The Tamil Origins of Mee Goreng
A Fiery Fusion of Cultures, History, and Boundless Flavor

The humble mee goreng is a dish that has survived invasions, unwelcome occupations and the constantly evolving culinary world of Malaysia. Whether you are Indonesian Bruneian, Singaporean or Malaysian, mee goreng is a staple at hawker centers and Mamak shops and everyone and everyone has their preferences in how to make it. No two plates are the same! Despite this, certain styles have been popularized over the years with each country in the archipelago celebrating different variations. What’s fascinating is that this dish, the mee goreng, did not have a simple route to its new home in our local cuisine. In fact, the popular Malaysian style has a complete different story to the style in Indonesia!

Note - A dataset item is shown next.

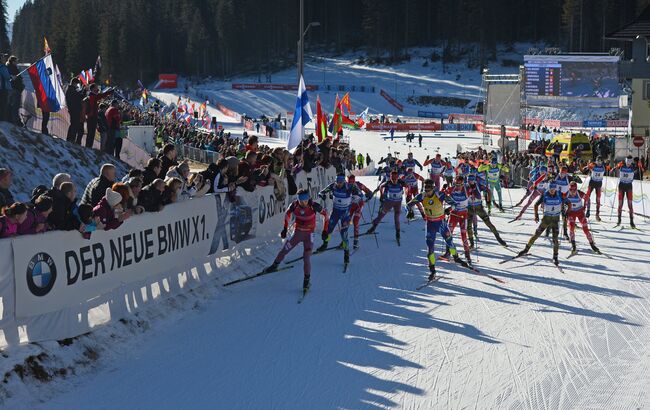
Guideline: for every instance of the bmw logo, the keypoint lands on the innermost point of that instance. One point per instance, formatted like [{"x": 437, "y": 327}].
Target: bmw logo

In Indonesia, Chinese immigrants brought their food and ingredients to the islands in Indonesia many centuries ago, as early as the 13th century! Such ingredients included yellow egg noodles, tofu, soy sauce and peanuts. The Indonesian dish was a descendant of the Chow Mein in China and slowly evolved into the beloved Mie Goreng today as the local Indonesians fused it with their local flavors. Pork elements were removed to tailor to the Muslim majority and further flavors were added such as kecap manis and sambal. In fact, the Indonesian Mie Goreng reflects how the Chinese communities adapted and identified as Indonesians instead of keeping a separate, strong Chinese identity and deserves its own article to explore this further.
However, in Malaysia and Singapore, the popular style, Mamak Mee Goreng comes from a fusion of South Indian, South Chinese and Malay culture, a truly Malaysian dish you could say, with Mamak meaning ‘Uncle’ in Tamil. This dish came from Muslims in South India, specifically Tamil Nadu who immigrated to Penang for work. Many would work in the food industry and added a Tamil edge onto the Chinese chow mein to create a tasty new local variety. It maintained the egg noodles, tofu, taugae and soy sauce from China but the pork elements were removed. However, a plethora of new ingredients came as the Tamil chefs got inspired with Malay ingredients like sambal, chilis and cuttlefish, Western elements like tomatoes or tomato ketchup for sweetness (similar to the introduction of kecap manis in Indonesia) and South Indian ingredients like curry leaves, garam masala, potato and tamarind. This resulted in a redder and occasionally wetter mee goreng, as the added tomato elements enhanced its color, and cooks sometimes enriched the dish further by incorporating gravy from the diverse selection of kari they also prepared.
On top of this, cooks would add anything else their customers may like so it really can be very different depending where you eat. You may find mutton, chicken, tofu, cuttlefish, onion, peas, cabbage, choysum, tau kua, fried eggs, sesame seeds, prawn stock, mashed sweet potato and ikan bilis.
The people who immigrated to Malaysia did not develop a Malaysian identity to the same extent as those who moved to Indonesia. The mee goreng mamak captures this with the Tamil chefs getting inspired by the huge variety of identities and around them to create a truly Malaysian dish.
The Mamak stalls would sell a variety of Indian-Malaysian dishes such as roti canai, biriyani, roti tisu, sup kambing, nasi kandar and, of course, mee goreng mamak. Mamak stalls are still a staple in Malaysian culture today selling local delights, still made by Indian Malaysians and beloved by all. Interestingly, the dish can also be seen in restaurants in Sri Lanka after the success of the dish in SE Asia, bringing the dish right back to South Asia.
Penang is known as the origin of mee goreng mamak as the first mamak stalls and Tamil dishes started in Penang in the early 1900s. The wet style is iconic in Penang with one of the oldest stalls, on Bangkok Lane is more than 90 years old! It adds prawn fritters and cuttlefish as well as an added gravy in the dish coming from the next door Pesumbur. Many Tamil people also migrated to Singapore, so you will find mee goreng mamak to be very prominent there as well, specifically the dry, red version.
Regardless of what was put into this noodle dish, the key is how chefs fry all the ingredients in a very hot wok, letting the flames dance around the wok as the fresh ingredients are tossed, charred and coated in the beautiful flavors from beautiful cultures.
So next time your mee goreng craving hits, take a second to see what ingredients were used and appreciate the creativity of the cooks to change the dish depending on season and trends and keeping the giant flame of the mee goreng mamak to keep on burning for years to come.